Polishing the Rock

Polishing the Rock

The renovation will bring the office building up to date and improve its energy efficiency. The art deco design of the exterior will remain.
Courtesy KPF

With Hudson Yards steadily rising on Manhattan’s West Side, Kohn Pedersen Fox (KPF)—the firm leading the project—is turning its attention to one of Manhattan’s other mega developments, albeit a much older one: Rockefeller Center. KPF is working on a top-to-bottom overhaul of 75 Rockefeller Plaza, a landmarked structure built in 1947 by Carson & Lundin Architects. The unveiling of KPF’s plan comes about one year after RXR Realty acquired a 99-year leasehold on the property. The company is now aggressively marketing the 33-story office building to prospective tenants with a slick new website.

At ground level, KPF revamps the building’s double-height glazed base that is set to house retail, restaurants, and entrances into the tower. On the 51st Street side, which looks onto Rockefeller Plaza, the firm slots a new and significant curved bronze panel between the glass walls.

 

Inside, the building’s new block-through lobby reads as a throwback to 1940s art deco with its terrazzo floors, marble columns, and walls clad in marble and limestone. The concierge desk and elevators, that are both cast in bronze, help complete the theme.  

 

The renovation of 75 Rockefeller Plaza also comes with new private terraces complete with seating areas, planters, and green roofs. Above the glassy retail base, two private terraces are connected through a glass-enclosed walkway. The interiors will also be renovated as class-A office space. RXR has drawn up new floor plans to try to lure prospective tenants to the tower.

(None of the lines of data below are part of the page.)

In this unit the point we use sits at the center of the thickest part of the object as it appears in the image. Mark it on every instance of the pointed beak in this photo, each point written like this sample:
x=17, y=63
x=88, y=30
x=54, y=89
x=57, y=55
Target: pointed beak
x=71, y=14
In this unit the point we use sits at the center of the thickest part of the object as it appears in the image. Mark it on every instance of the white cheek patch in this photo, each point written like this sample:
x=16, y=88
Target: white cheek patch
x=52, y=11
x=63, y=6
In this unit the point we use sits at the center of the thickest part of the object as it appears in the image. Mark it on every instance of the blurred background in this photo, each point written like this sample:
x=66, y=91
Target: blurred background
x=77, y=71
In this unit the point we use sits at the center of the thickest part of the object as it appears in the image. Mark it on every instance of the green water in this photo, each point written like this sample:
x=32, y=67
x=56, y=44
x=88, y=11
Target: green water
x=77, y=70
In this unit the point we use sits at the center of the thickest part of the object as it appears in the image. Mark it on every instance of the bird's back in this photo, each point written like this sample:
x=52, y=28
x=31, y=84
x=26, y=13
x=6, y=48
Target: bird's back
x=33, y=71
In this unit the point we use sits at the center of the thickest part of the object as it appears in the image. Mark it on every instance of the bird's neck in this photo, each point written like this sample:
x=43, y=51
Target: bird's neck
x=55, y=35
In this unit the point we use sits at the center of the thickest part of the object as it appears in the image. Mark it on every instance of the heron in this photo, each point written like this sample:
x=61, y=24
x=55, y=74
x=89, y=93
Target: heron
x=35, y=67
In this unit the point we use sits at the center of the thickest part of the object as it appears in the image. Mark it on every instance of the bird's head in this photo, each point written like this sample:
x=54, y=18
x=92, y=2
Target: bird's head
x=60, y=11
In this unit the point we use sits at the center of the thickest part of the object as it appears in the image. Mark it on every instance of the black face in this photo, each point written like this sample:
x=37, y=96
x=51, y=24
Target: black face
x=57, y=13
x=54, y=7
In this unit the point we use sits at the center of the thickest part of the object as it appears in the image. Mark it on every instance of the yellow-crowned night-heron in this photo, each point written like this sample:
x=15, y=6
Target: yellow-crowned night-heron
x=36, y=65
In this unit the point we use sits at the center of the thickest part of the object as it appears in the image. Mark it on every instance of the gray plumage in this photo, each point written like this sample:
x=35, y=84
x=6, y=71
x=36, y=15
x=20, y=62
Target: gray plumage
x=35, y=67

To achieve LEED Gold certification for the building, KPF is updating the mechanicals from the inside out, including new elevators, HVAC and electrical systems. It will also be configured to collect rainwater for irrigating the terraces.

The structure’s limestone and cast aluminum facade will also be cleaned, new insulation will be added, and old windows will be swapped out for more energy efficient replacements.